I thoroughly enjoyed this production, from the hate-filled Major (Peter Forbes) spitting his lines to meek Mary Brenham (Caoilfhionn Dunne) who grows in confidence and the over-the-top acting of the pick-pocket Robert Sideway (Lee Ross) to the intellectual Governor Phillips (Cyril Nri).

There were some really good performances and I particulary liked the comedy and pathos of Jodie McNee as Liz Morden and the quick wit of Ashley McGuire (who I saw as an excellent Falstaff in 'Henry IV' last year) as Dabby Bryant who yearns to go back to Cornwall. The play also featured Paul Kaye as the midshipman who years for his love Duckling Smith (Shalisha James-Davis), one of the convicts, and Cyril Nri as the progressive Governor who is pragmatic but aims for rehabilitation. I'd also single out Gary Wood as the Aborigine, present almost continually but seemingly invisible to the settlers. Jason Hughes pays Leuitenant Clark who pulls his random convicts together and I liked the final scene with the convicts finally out of their rags and in costume for their rols as the play is about to start.

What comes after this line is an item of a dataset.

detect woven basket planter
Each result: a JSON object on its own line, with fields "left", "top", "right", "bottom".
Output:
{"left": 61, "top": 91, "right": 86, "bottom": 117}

It's in that final scene where the title of the play makes sense - 'Our Country's Good'. Why on earth would the convicts think their country is 'good' when it's sent them to the other side of the world? When you add 'for' at the start of the phrase it makes sense - they've been transported for their country's good.


The music and songs by Cerys Mathhews were a nice touch to bring another level to the production. They're not intrusive - and this certainly isn't a musical version of the play - but they add emphasis. The songs aren't full three minute pop songs, more like snatches and phrases, a verse here and a chorus there and worked really well. One song sounded very Cerys and a recorded version would be good to promote the play. Good stuff Cerys!


I fully intend seeing this production again when it's settled into it's run. The writer, Timberlake Wertenbaker, was there last night sitting in the back row, and so was Lynda Baron who I saw earlier this year in 'Stevie' at Hampstead.

I also like the fact that these characters were largely real people with books about them and their circumstances. I really liked Dabby Bryant and in random Googling around the internet found her page on Wiki and was delighted to see that she did, indeed, make it back to her beloved Cornwall. Not for long, but she did it and became famous in so doing. Well done Mary!